Les différentes contributions abordent ainsi la ZAD comme un laboratoire politique, social et écologique. L'occupation du territoire a permis de développer des pratiques fondées sur la mise en commun, l'autonomie, la coopération et la solidarité, tout en cherchant à échapper partiellement aux logiques marchandes et aux formes traditionnelles d'aménagement du territoire. La construction collective d'habitations, l'agriculture, le soin porté aux terres et à la forêt ou encore le partage d'outils deviennent autant de dimensions d'une expérimentation portant simultanément sur les formes de vie et sur l'organisation politique.
L'ouvrage s'interroge également sur ce que l'expérience de Notre-Dame-des-Landes peut transmettre au-delà du territoire qu'elle occupe. La « mauvaise herbe » du titre devient ainsi la métaphore de pratiques qui apparaissent dans les interstices d'un monde organisé par l'État, le marché, la normalisation et l'artificialisation des espaces.

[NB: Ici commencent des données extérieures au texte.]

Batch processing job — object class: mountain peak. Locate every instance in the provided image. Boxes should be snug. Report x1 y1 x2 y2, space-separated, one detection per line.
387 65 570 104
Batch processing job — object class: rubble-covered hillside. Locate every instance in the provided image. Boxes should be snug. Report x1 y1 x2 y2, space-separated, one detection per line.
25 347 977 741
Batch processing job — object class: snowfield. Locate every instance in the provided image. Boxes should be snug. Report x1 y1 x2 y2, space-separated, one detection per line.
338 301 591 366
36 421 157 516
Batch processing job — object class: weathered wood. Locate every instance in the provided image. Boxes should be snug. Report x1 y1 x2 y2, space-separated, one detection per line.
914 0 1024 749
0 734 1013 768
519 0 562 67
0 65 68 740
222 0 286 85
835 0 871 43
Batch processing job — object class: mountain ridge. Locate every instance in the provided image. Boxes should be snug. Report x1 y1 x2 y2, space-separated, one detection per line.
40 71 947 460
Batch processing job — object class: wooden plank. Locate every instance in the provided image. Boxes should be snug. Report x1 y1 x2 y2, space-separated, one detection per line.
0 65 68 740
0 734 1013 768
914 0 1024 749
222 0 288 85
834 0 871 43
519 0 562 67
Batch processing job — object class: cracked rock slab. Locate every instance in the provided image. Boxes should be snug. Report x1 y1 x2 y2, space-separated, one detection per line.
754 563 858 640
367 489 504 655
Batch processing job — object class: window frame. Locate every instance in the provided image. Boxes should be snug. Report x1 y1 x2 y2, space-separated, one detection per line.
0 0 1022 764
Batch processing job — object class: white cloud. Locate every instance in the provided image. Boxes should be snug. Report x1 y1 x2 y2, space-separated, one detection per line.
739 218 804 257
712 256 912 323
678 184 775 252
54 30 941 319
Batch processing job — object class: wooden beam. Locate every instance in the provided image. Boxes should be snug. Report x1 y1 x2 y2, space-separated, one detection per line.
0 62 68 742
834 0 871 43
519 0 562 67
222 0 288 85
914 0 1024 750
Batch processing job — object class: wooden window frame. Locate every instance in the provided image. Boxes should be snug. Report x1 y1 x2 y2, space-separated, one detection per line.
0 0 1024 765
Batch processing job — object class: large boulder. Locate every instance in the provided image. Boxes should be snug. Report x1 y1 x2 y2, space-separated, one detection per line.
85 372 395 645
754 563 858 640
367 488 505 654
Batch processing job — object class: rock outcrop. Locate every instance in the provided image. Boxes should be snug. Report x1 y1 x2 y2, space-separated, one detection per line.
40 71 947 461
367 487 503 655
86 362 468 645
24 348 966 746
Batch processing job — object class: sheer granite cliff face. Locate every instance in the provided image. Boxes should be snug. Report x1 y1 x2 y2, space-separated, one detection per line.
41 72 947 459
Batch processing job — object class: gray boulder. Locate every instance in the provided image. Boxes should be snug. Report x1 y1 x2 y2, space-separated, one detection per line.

Sans présenter la ZAD comme un modèle qu'il suffirait de reproduire, les auteurs montrent comment une lutte territoriale peut devenir un espace d'expérimentation de formes de vie communes, autonomes et écologiques, faisant de Notre-Dame-des-Landes un terrain particulièrement riche pour réfléchir aux alternatives sociales et politiques contemporaines.